Maureen's performance-piece protest song about Elsie the Cow in Cyberland sparks a riot, which Mark films so brilliantly that he's offered a network job. Uptown, Faustian temptations beckon our downtown rebels. The Roger-Mimi romance stalls as she goes back on the needle and he splits for healthy Santa Fe.

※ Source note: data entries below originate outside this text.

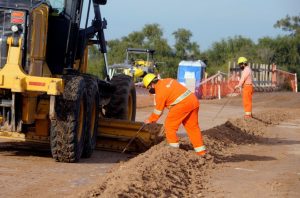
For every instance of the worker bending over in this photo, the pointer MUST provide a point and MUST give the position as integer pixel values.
(246, 83)
(183, 108)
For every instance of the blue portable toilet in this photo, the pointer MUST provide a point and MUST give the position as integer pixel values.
(190, 74)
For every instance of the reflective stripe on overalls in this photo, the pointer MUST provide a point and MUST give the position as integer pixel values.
(181, 97)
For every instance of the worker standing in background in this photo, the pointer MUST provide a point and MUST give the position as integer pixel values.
(246, 83)
(183, 108)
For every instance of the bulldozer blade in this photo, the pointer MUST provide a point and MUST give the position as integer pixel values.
(114, 135)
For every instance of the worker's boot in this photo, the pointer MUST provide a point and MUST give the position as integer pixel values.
(247, 116)
(201, 153)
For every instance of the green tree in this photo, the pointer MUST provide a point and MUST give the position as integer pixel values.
(184, 48)
(289, 24)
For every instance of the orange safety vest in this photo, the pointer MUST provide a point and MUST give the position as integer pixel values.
(168, 92)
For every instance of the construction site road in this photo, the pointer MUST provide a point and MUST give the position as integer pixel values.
(267, 168)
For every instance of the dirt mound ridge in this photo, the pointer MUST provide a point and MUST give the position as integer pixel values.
(167, 172)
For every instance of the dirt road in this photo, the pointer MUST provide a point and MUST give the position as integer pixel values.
(268, 169)
(30, 172)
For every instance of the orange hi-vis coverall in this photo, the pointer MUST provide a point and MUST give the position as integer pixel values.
(183, 108)
(246, 82)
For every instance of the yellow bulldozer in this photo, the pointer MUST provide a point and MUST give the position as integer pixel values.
(46, 94)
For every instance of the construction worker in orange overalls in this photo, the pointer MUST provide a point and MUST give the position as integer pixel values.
(246, 83)
(183, 108)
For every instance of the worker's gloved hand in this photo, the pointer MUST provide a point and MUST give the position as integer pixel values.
(147, 121)
(236, 87)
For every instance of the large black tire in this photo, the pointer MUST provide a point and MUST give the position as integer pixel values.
(123, 101)
(69, 124)
(92, 116)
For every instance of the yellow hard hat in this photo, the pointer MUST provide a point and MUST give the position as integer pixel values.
(242, 60)
(148, 79)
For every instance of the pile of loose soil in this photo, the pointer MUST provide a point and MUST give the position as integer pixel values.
(168, 172)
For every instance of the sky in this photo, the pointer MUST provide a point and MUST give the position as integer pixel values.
(208, 20)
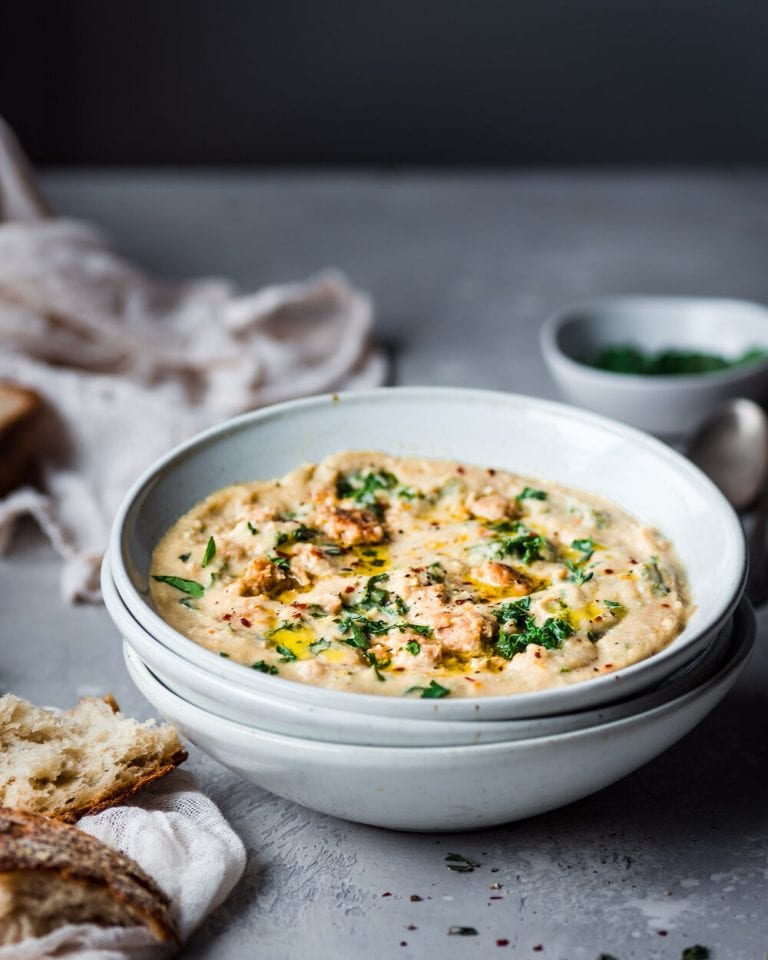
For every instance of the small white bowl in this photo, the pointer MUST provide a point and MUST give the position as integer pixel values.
(453, 787)
(670, 405)
(533, 437)
(276, 714)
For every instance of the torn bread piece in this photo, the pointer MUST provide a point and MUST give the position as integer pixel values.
(65, 765)
(52, 874)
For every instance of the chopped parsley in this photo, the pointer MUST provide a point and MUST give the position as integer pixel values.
(374, 595)
(332, 549)
(514, 611)
(586, 548)
(577, 574)
(549, 635)
(631, 359)
(696, 952)
(433, 692)
(285, 625)
(529, 493)
(459, 863)
(363, 488)
(192, 587)
(210, 552)
(522, 543)
(264, 667)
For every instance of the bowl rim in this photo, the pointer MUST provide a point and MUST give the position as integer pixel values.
(742, 644)
(135, 636)
(554, 323)
(599, 686)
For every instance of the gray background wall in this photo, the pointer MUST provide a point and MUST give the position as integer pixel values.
(344, 82)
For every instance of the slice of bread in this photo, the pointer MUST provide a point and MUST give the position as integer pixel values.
(19, 409)
(52, 874)
(65, 765)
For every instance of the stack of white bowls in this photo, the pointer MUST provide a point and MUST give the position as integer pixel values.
(448, 764)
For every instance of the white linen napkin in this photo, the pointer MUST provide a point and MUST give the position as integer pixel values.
(177, 836)
(131, 365)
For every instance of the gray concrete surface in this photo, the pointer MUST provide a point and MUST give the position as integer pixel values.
(463, 269)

It's in the intimate but charged personal songs that Rent excels, as when Mark and Joanne share the pains of loving an egoist in "Tango Maureen" or when Roger paints his musical vision in "Glory" or Roger and Mimi exchange "Light My Candle" and "I Should Tell You." What Mr. Larson knew so well and Mr. Greif stages so electrically is that each song must contain and enact a conflict. Every minute of Rent is energized by polarized pain; someone's constantly in someone else's face. Under Mr. Greif's no-frills direction and Marlies Yearby's bare-knuckles choreography, bare tables are sites of conflict, and microphones are vessels of rage. This is no smug, Hair-like celebration of a culture, but an angry anatomizing of a culture's internal and external stresses. "This is not Bohemia, but Calcutta," in the words of "La Vie Boheme," the exultant, choric first-act finale that proclaims allegiance to icons like [filmmaker Michelangelo] Antonioni, [Bernardo] Bertolucci and the Sex Pistols even as those mortal beepers beep. The second half brings tragedy, recrimination and a final, paradoxically life-affirming resurrection of Mimi.
There are flaws, and large ones: There's a transvestite named Angel whose love for an NYU prof and death from AIDS is supposed to be a key moral anchor for everyone, but the character is barely there and is a cliche at that: even Mimi, with her relapses, is largely unexplained: the Christmas ironies are trite: much plot is literally inaudible. But who cares? So much fresh air blows through Rent! If Sunset Boulevard was the twilight of the old musical and Victor/Victoria its midnight, if Sondheim's sterile cleverness has proved a dead end, this is both smart and alive.
Daphne Rubin-Vega's Mimi has spunk and poignancy. Fredi Walker and Idina Menzel are terrific as Joanne and Maureen; they've got a wonderful number together, "Take Me or Leave Me." (One of Rent's cheerful virtues is its eagerness to cast players of color in a lifelike, but still surprising variety of roles: Ms. Walker's Joanne is a good guy, but Taye Diggs's yuppie landlord is perhaps not.) Ms. Menzel's show-stopping sing-along ode to Elsie is hilarious. Rent likes to laugh at itself. Central are the vocal-dramatic performances of Adam Pascal as Roger—he's an actual musician and gets exactly their solipsistic intensity—and of Anthony Rapp as the hot, angry idealist Mark. Alert and savage, with presence to burn, Mr. Rapp runs through the show like a jolt of illicitly hooked-up electricity.